Edición publicada en Cuba de ‘La casa de cartón’.

En la subjetividad del narrador se aprecia el desgano y una casi sinrazón de vida. Ello es más notorio desde la muerte de Ramón, en que el relato se hace más difuso e intangible y pasa de la realidad aparente a una representación análoga a los sueños.

Aunque se les menciona con sarcasmo, aparecen a lo largo del libro referencias a decenas de autores cuya obra le sirve de base, especialmente Joyce y su personaje Stephen Dedalus, de Retrato del artista adolescente y Ulises, con los que guarda estrecha relación.

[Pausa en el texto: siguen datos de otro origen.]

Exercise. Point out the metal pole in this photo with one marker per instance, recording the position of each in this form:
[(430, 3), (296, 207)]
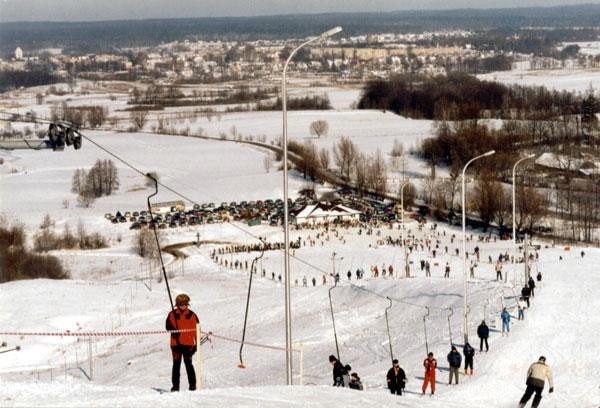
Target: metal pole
[(286, 231), (515, 206), (465, 320), (404, 184), (387, 323)]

La casa de cartón no solo significó la inserción del contexto urbano en la novelística del país, sino el principal antecedente de los escritores de la generación del cincuenta, quienes, igual que Martín Adán, utilizarían las modernas técnicas narrativas provenientes de Europa y Estados Unidos para revolucionar la literatura peruana.

Publicado en suplemento cultural Solo 4 del diario Correo, el 03 de noviembre de 2012.